After pausing briefly to question a fishwife busy corralling a flock of children, Keira headed toward the Wailing Mudder, the local tavern. Knowing there was only the one public entrance, Danny waited at a bit of a distance for her to exit the same way. When she did, Danny saw a look of absolute dejection cross her face, her eyes blinking furiously as she fought back tears. When she finally sat down on the edge of the tavern’s porch, head in hands as she massaged her temples, Danny figured it was as good a time as any to check in on her.

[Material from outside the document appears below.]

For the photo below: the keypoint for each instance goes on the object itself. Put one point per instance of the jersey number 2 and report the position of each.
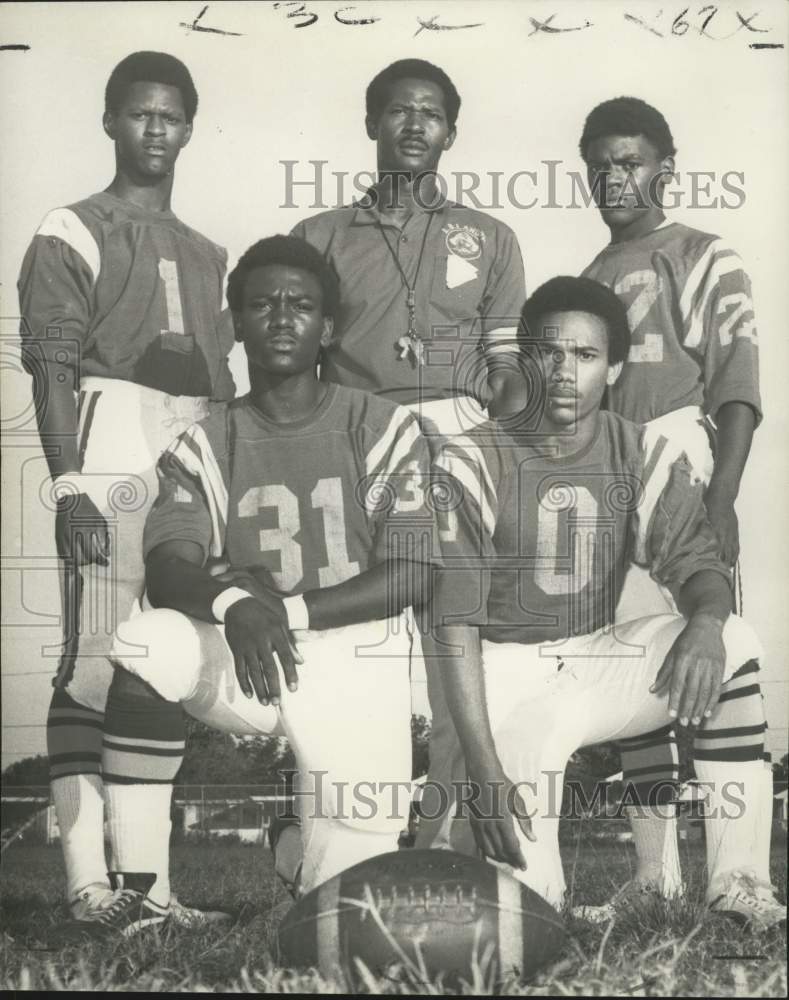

When he reached her, he placed a light hand on her shoulder. Her head snapped up, and she quickly brushed the back of her hand across her cheeks. The look she gave him was one of utter sadness, fear, and embarrassment all rolled into one, and he wanted nothing more than to wrap his arms around her and tell her everything would be all right. He checked himself though, knowing logically that such an action would be more confusing than helpful at the moment. Instead, he settled for helping her to her feet and bidding her follow him. He somehow knew intuitively that in this moment the thing she needed most was to know with absolute certainty that she was actually here and that this was really happening, her new reality. The whys could come later.
So he took her to the top of the local temple of Pneumos, to the tower where she could see far beyond Abalás to the Fertile Inlet and even the sea beyond, with the impressive mountains to the north and west. It worked. Seeing it for herself, she was finally convinced that she was no longer in California. He glanced shyly at her, knowing that she was still upset. Her lip still trembled slightly, but there was a new upward tilt to her chin and a determined look in her eye.
She’ll get through this, he realized. Just like I did.
That said, she was clearly exhausted, and so he offered to take her home.
“Home?” she asked him ruefully.
“My home,” he told her, “and yours, for as long as you want it. Elliott and Nazor took me in when I was like you, newly arrived and scared shitless. You haven’t met Nazor yet, but I think you’ll like her, strongest woman I ever met. They took care of me, taught me—”
He paused, glancing at her wary expression, and decided that a full explanation could wait. “Well, they taught me how to take care of myself here, and they’ll take care of you too.”
She looked at him with the same hesitant expression but with slightly more trust in her eyes. She nodded slowly.
“Ok,” she told him. “Home . . . for now.”